Mr Swinney accepted there was “clear anger and frustration from young people and their families” about this, saying it had “left many young people feeling their future had been determined by statistical modelling rather than their own ability”.
He said he would now direct the SQA to reissue grades “based solely on teacher or lecturer judgement”.
Fresh certificates will be issued and the university admissions body informed of the changes so applications can be processed.
The education secretary said a short-term review of the immediate row would be held, as well as a longer-term study of how future qualifications should balance work from exams and teacher assessments.
First Minister Nicola Sturgeon had previously said that accepting teacher estimates without moderation would lead to an exceptionally high pass rate compared to previous years, which she said would not be “credible”.
And Mr Swinney said last week that he believed teachers were often “optimistic and aspirational” about their pupils’ abilities, while an exam system “does something different”.
The Higher pass rate will now sit at 89.2%, up 14.4 percentage points on 2019, while the Advanced Higher pass rate is at 93.1%, up 13.7 points from the previous year.
At Ms Sturgeon’s coronavirus briefing on Tuesday, she said concerns about the credibility of the unusually high pass rate were outweighed by the risk of students thinking the system was “stacked against them”.
Mr Swinney echoed this, saying: “We were concerned that grade inflation through accepting the original estimate from teachers would run the risk of undermining the value of qualifications in 2020.
“In light of events and listening to young people, we now accept that concern – which is not without foundation – is outweighed by the concern that young people, many from working class backgrounds, may lose faith in the education system and form the view that no matter how hard you work, the system is against you.”
Labour are pushing for a vote of no confidence in Mr Swinney, likely to be held at Holyrood later in the week.
The party’s education spokesman Iain Gray said Mr Swinney had left students “twisting in the wind for a week”, and urged him to “take full responsibility for it happening in the first place and resign”.
Scottish Conservative MSP Jamie Greene said Mr Swinney’s statement had been “the longest resignation speech in history, minus the resignation”, and Lib Dem leader lie Rennie said the education secretary was “part of the problem, not the solution”.
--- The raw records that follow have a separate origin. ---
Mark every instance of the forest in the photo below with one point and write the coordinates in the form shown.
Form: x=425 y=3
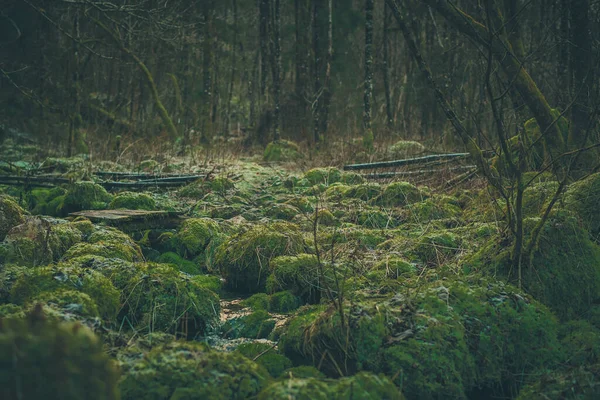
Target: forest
x=299 y=200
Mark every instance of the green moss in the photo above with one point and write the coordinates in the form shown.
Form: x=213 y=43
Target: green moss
x=437 y=248
x=579 y=383
x=433 y=209
x=133 y=201
x=109 y=243
x=244 y=259
x=283 y=302
x=66 y=359
x=582 y=198
x=211 y=282
x=399 y=194
x=565 y=265
x=258 y=301
x=298 y=389
x=302 y=371
x=37 y=281
x=265 y=355
x=365 y=191
x=368 y=386
x=183 y=265
x=395 y=268
x=257 y=325
x=285 y=212
x=282 y=150
x=187 y=370
x=326 y=176
x=221 y=184
x=298 y=274
x=404 y=148
x=11 y=215
x=163 y=299
x=581 y=343
x=376 y=219
x=67 y=303
x=84 y=196
x=195 y=235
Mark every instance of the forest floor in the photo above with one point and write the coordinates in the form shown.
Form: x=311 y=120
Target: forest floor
x=267 y=281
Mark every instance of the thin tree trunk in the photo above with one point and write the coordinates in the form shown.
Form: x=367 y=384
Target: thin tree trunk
x=277 y=74
x=324 y=118
x=368 y=84
x=386 y=69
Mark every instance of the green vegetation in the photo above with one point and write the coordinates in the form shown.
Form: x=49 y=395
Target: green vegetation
x=67 y=360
The Scottish Greens said Mr Swinney had “refused to listen” to earlier concerns, but welcomed that he had met the conditions the party had set for backing him in any confidence vote – likely securing his future.
Other parts of the UK are using a similar moderation system, with A-level results in England, Wales and Northern Ireland due out on Thursday.
Prime Minister Boris Johnson has said he understands “anxiety” over grades, and that “we will do our best to ensure that the hard work of pupils is properly reflected”.